Well, my 24-hour trip to Sicily went smoothly, and 24-hours later, I find myself as the only guest in a hotel at 6000 feet. This is very much the low period for hotels high up on the volcano; I guess I’m just lucky that I got a room at all.
I’m getting ahead of myself, though. Laura and Katherine picked me up at the Catania airport. Then we went to a place that served very yummy shaved ice you eat with a spoon and a piece of bread.
After dessert, it went Laura’s place (I really needed a shower after 4 different flights) and then met some of the professors from the course. We ate in a fascinating place that has a running underground stream in its basement that dates back several hundred years to the last big eruption.
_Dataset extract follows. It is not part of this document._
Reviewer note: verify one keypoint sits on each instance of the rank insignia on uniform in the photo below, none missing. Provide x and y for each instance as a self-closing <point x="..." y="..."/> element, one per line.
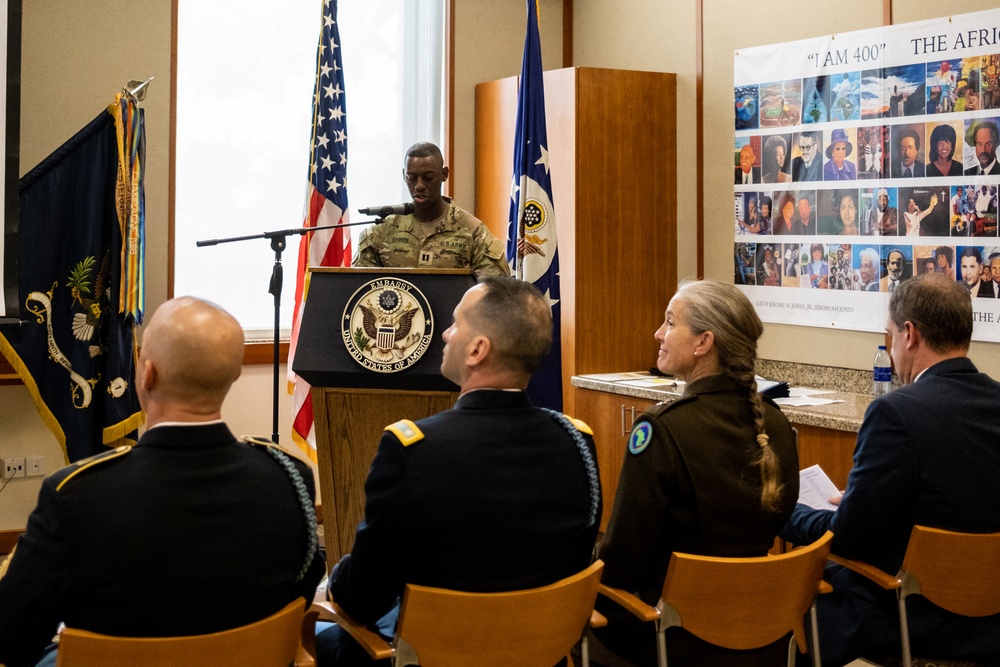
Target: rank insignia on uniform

There was a stream there before the eruption, and it survived the lava, though underground. And the food was good. Probably the best gnocchi I’ve ever had.
Today, I left Laura’s apartment and headed up hill, all of way up as far as road would take me: Etna Sud. I’m staying in a great place called Hotel Corsaro. I think I’m the only guest, and this place feels a little bit like The Shining.
Why does this hotel rock, you may ask? Well, after being turned away for dinner at Rifugio Sapienza (“we only serve guests at our hotel at out restaurant.” – crazy bad service – I mean, what part of “rifugio” do they not understand?), the nice guy working the desk opened there closed kitchen to make me a couple of sandwiches. Awesome!
I left Catania at 8 AM to start the long walk through Nicolosi and end up here, in this surreal place. I traveled through lots of tiny towns, a few forests misses by the most recent eruptions, and switchback after switchback, going higher with every step. By the afternoon, I had basically left shade behind, and it was me against the crumbling, black hill.
All of the eruptions I walked through were pretty recent, within the past couple of decades.
I nearly ran out of water before I arrived at the hotel, and that would be a very bad thing, as there are no stores the past 14K or so, and it got steeper and steeper, and hotter and hotter.
Anyway, I made it, and my last shot of the day is the Silvestri crater just next to my hotel.
I hope my blistered feet hold up for tomorrow’s attempt on the summit.